Poco más de un año después de la oración en el patio, los revolucionarios de las calles destronaron al sha. Se promulgó un nuevo régimen, los prisioneros políticos que quedaban en las cárceles fueron liberados, y Montazeri se convirtió en el hombre más poderoso del país después de Jomeini. Como sucesor designado de Jomeini, Montazeri nombraba a muchos de los funcionarios clave, y eligió así a los continuadores de la revolución: el futuro presidente y líder supremo Alí Jamenei, por ejemplo, a quien sacó casi de la oscuridad cuando lo nombró uno de los cuatro directores de la oración de los viernes en Teherán. Pero Montazeri no tenía la brutalidad ni la astucia suficiente para sobrevivir en el deporte de contacto de la política posrevolucionaria. Desde el principio, sus compañeros más jóvenes y ambiciosos, como Rafsanyani y Jamenei, lo vieron como un obstáculo. Cuanto más insistía él en los valores morales con los que se habían comprometido los líderes de la Revolución antes de acceder al poder, más se burlaban de él Jamenei y sus colegas por sus simples modales y más intentaban emponzoñar su relación con Jomeini.

Montazeri demostró cómo las palabras de un individuo entregado se transforman en un movimiento de masas

La crisis final llegó cuando Jomeini ejecutó a Mehdi Hashemi, miembro del equipo de Montazeri y hermano de su cuñado, por sacar a la luz lo que se acabó por conocer en Washington como el “Irán-Contra”. Más o menos en la misma época, Montazeri se enteró de que, por orden de Jomeini, se había dado muerte a casi 4.000 prisioneros que cumplían condena por sentencias anteriores. Los aliados de Montazeri le avisaron de que no dijera ni una palabra y que esperara hasta ser líder supremo para impulsar los cambios. Pero él no pudo esperar, furioso y desilusionado como estaba. En cartas a Jomeini, denunció los abusos criminales perpetrados por el régimen. “Esto no es por lo que luchamos”, le escribió.

Las misivas expusieron a Montazeri a más ataques. No pasó mucho tiempo antes de que sus enemigos lo defenestraran de sus cargos, su casa fuera saqueada por vándalos y se le pusiera bajo arresto domiciliario. Un gran ayatolá con miles de fieles seguidores era una figura demasiado prominente como para asesinarlo, y los clérigos mayores se negaron a quitarle el título de ayatolá. Así que permaneció bajo arresto domiciliario hasta 2003. El resto de su vida estuvo bajo una estricta vigilancia. Es una triste ironía que volviera a vivir el aislamiento que sufrió en Evin, pero esta vez sus verdugos eran sus antiguos compañeros de celda.

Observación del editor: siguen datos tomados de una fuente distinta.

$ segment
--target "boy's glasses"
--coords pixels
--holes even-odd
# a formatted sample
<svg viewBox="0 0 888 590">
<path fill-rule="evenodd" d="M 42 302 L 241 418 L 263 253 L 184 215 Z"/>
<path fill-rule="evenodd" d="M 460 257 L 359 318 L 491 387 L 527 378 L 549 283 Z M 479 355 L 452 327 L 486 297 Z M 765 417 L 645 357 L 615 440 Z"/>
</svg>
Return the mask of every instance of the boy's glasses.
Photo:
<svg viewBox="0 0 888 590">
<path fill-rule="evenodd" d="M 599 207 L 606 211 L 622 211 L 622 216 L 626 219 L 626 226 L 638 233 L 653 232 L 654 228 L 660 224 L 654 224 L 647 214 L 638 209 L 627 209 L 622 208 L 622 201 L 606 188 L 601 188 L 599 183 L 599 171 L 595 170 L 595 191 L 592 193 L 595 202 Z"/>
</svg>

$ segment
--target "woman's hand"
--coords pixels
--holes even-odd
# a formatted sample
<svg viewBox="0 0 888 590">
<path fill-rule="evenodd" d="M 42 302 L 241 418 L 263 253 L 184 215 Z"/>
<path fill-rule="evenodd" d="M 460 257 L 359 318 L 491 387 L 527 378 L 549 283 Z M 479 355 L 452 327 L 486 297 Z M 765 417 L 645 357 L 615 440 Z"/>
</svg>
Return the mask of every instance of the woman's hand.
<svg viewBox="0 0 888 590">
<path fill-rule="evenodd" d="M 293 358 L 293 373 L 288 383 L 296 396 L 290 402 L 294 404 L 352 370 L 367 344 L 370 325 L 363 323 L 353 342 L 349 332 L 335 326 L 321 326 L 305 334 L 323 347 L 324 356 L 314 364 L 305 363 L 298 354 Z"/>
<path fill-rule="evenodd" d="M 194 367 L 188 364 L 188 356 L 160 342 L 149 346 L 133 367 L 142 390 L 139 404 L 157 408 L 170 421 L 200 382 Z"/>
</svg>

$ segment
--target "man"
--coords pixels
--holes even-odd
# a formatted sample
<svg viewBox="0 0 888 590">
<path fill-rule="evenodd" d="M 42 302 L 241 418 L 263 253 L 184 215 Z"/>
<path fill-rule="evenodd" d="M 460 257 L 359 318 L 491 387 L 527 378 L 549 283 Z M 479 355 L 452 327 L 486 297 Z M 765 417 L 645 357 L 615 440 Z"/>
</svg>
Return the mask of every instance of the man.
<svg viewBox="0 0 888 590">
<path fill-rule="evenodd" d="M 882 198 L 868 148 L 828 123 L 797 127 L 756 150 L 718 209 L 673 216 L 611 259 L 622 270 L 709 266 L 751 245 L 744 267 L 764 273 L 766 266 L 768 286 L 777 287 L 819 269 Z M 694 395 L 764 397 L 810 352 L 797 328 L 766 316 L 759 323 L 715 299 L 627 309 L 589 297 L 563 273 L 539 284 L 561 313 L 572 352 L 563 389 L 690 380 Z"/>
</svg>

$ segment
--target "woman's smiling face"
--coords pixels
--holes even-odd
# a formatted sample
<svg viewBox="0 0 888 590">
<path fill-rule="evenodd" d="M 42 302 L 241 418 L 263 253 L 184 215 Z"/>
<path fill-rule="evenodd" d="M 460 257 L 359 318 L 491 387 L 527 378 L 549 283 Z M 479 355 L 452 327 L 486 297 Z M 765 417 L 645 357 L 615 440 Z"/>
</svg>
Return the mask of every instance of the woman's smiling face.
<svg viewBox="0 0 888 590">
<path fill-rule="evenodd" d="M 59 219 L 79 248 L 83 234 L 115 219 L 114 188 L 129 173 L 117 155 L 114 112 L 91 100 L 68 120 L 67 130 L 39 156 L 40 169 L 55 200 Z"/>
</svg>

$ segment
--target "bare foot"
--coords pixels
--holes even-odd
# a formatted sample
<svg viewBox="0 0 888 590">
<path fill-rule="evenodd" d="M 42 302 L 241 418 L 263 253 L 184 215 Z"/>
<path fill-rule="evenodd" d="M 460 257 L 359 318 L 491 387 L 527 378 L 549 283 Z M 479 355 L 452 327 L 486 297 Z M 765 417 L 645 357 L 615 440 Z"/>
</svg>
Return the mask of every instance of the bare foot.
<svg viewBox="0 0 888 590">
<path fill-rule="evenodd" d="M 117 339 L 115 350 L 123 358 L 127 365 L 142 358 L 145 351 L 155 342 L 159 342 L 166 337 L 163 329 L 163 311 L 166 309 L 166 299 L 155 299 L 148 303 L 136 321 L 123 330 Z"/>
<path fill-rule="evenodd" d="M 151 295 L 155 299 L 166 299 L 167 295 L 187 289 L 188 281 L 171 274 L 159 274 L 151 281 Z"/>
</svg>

Pero el arresto domiciliario le otorgó una paradójica libertad, una que había deseado durante años: la de dejar la política y retirarse a sus libros y a sus estudios. Montazeri empezó a sentirse dolorosamente culpable por su papel en la consagración del velayat-e faqih, la doctrina religiosa que concedió al líder supremo el poder absoluto sobre las leyes iraníes. Más de una vez pidió perdón por haber cargado al país con un régimen despótico.

Ni el remordimiento ni las amenazas pudieron impedir que le dijera la verdad al régimen, y su retiro forzoso nunca se convirtió en una abdicación de su responsabilidad moral. Montazeri siguió denunciando a los clérigos autócratas que le sucedieron, sobre todo a su antiguo protegido, Jamenei. Condenó los resultados electorales del verano pasado y negó la legalidad del Gobierno de Ahmadineyad e, incluso, su legitimidad musulmana.

Su legado no es sólo una imagen de coraje, sino también un conjunto de ideas rompedoras para la milenaria historia del chiísmo. Fue el primer ayatolá chií, por ejemplo, que declaró que los seguidores de la fe bahai debían disfrutar de los mismos derechos. Calificó las armas nucleares no sólo como inmorales sino también como contrarias al islam. Más de una vez dijo que en un Estado islámico todo el poder debe emanar del pueblo. Demostró cómo las palabras de un individuo entregado pueden transformarse en un movimiento de masas con millones de seguidores y cómo un hombre en su momento ridiculizado y dado de lado por los rumores envenenados de sus enemigos puede convertirse en el símbolo perdurable de un movimiento democrático que está intentando introducir por fin a Irán en el mundo moderno.